Всё призрачно на этом полотне. Даже громада дворца неустойчива и зыбка, лишенная классической чистоты линий и объемов. Художник как будто уловил тот миг, самое начальное мгновение, когда зримая архитектурная масса становится вдруг невесомой, вот-вот зыбко заструится, истончится и растает — сольётся с цветовой гаммой туманного неба. Уже и теперь не контрастно цветовое различие между плоскостями стен и небесным фоном — и небесным же отсветом переходит тот же цвет на одеяние центральной фигуры.
Вереницами призраков, спускающихся от дворца по лестнице, смотрятся стоящие по её краям статуи. Прозрачно, призрачно, нереально почти лишенное листвы дерево. Земля — как цветовая композиция беспредметной живописи. Всё реальное, земное готово оставить призрачную природу. Здесь нет ничего неизбывного, устойчивого, постоянного, определённого. Всё — неопределённо.
Всё — в движении или предощущении движения. Движение же призрачных фигур запечатлено на, полотне, может быть, уже на исходе своём. Лишь одна, как бы невольно задержавшись в центре, ещё доступна нашему зрению, но и в её силуэте выражена подчиненность той воле, что почти увлекла другую за рамки живописного пространства. Как знать: не завершение ли это шествия целого сонма видений, посетивших нашу бренную юдоль? Сколько их там ещё, впереди, в пространстве, которое создаётся далее лишь нашим воображением? Они уходят, исчезают и готовы увлечь за собою в небытие, превратив в зыбкую видимость бесплотных форм, всё представлявшееся прежде незыблемым и вечным. Может быть, с исчезновением последних призраков исчезнут и все остальные, уже готовые растаять формы?

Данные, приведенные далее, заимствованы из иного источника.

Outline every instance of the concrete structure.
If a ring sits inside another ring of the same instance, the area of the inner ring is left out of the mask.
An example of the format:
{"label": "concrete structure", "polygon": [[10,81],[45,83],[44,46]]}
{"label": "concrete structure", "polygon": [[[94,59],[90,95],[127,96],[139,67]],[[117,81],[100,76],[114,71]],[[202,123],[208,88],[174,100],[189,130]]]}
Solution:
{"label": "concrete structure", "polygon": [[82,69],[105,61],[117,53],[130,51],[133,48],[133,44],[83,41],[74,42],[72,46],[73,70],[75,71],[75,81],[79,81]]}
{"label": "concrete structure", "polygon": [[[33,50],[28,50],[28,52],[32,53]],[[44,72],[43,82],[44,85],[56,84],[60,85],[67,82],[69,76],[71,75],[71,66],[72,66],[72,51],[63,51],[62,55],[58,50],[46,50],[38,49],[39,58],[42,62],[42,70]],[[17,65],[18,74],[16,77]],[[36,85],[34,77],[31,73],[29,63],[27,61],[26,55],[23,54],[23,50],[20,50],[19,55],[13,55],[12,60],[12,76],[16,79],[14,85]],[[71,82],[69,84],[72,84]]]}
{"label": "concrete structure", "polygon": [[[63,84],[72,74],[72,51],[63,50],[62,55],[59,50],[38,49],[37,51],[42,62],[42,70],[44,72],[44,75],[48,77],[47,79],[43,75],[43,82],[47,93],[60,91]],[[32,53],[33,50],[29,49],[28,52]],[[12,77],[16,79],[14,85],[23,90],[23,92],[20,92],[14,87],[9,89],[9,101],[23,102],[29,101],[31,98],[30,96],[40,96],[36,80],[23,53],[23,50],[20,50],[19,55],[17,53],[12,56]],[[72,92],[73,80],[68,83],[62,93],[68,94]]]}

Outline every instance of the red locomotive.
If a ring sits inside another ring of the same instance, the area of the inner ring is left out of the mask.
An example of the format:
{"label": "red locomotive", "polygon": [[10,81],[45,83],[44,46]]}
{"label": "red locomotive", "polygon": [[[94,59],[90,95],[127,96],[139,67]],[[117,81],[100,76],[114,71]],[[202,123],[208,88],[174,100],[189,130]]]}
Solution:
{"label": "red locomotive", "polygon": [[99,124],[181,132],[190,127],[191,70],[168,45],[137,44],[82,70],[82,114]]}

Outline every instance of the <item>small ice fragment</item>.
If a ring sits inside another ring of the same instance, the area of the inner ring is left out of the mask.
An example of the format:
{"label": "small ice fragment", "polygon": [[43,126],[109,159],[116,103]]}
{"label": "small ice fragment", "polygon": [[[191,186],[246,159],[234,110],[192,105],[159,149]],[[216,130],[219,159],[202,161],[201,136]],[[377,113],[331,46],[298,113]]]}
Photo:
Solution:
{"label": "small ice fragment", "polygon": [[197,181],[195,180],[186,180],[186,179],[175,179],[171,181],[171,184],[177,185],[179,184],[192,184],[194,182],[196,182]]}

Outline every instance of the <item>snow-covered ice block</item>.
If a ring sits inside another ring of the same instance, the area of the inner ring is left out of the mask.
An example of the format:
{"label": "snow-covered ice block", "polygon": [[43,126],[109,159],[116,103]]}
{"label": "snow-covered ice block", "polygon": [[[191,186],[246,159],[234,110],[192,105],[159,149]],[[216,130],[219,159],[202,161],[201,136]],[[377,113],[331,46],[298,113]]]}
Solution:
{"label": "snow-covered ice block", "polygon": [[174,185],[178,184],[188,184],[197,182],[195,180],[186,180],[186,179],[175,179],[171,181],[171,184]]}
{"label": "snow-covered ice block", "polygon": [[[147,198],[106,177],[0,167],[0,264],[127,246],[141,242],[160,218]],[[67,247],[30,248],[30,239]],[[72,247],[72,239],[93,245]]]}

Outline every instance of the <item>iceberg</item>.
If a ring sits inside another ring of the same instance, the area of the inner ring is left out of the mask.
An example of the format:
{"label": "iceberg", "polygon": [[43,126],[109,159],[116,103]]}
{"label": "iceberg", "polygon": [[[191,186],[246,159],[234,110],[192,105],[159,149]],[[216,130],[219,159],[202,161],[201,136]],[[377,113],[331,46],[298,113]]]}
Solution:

«Когда глядишь на картины Борисова-Мусатова, начинаешь верить в мир потусторонних существ, с их призрачной радостью и призрачной, примирённой печалью»67,— признался когда-то один из критиков.
Есть в античной философии понятие «анамнезис»— Платон обозначил им воспоминание об истине, коей некогда был сопричастен человек, но утратил затем в блужданиях земной жизни. Смерть вновь дарует душе это состояние. Не о том ли томятся души земных существ, пытающихся проникнуть в запредельные тайны? Не о прежней ли прикосновенности к истине смутно и зыбко напоминают потусторонние видения? Не символы ли они, не предчувствие ли того состояния души, все стремления которой выражены таинственным звучанием слова — «анамнезис»?
И не грезу ли о том состоянии выразил Борисов-Мусатов в «Призраках»? И что есть «Призраки», как не воспоминание о небытии, настолько сильное, что делает призрачным, близким к небытию и зримо-осязаемый мир. Опять и опять, как и прежде, попытка обрести покой довоплощенного состояния. Это движение не вперёд, а назад во времени, ибо влечёт воспоминание об уже бывшем, утраченном, о знаемом прежде начале земного пути. Отражение этого стремления — в тяготении к беспредметной живописи, слишком заметное в цветовой композиции «Призраков». Опять к первозданному хаосу?
Но ведь анамнезис ждёт душу и впереди — после смерти тела. Если так, то «Призраки» обретают ещё более трагическое звучание: хаос небытия становится завершающим итогом в обозначенном движении.
Томится и тоскует душа художника-творца. Мир, создаваемый им, выходит из повиновения — и, чуткий к правде, он не может не выразить это языком ритма и цвета. Жизнь в искусстве наполняется если не диссонансами, то предугадыванием их.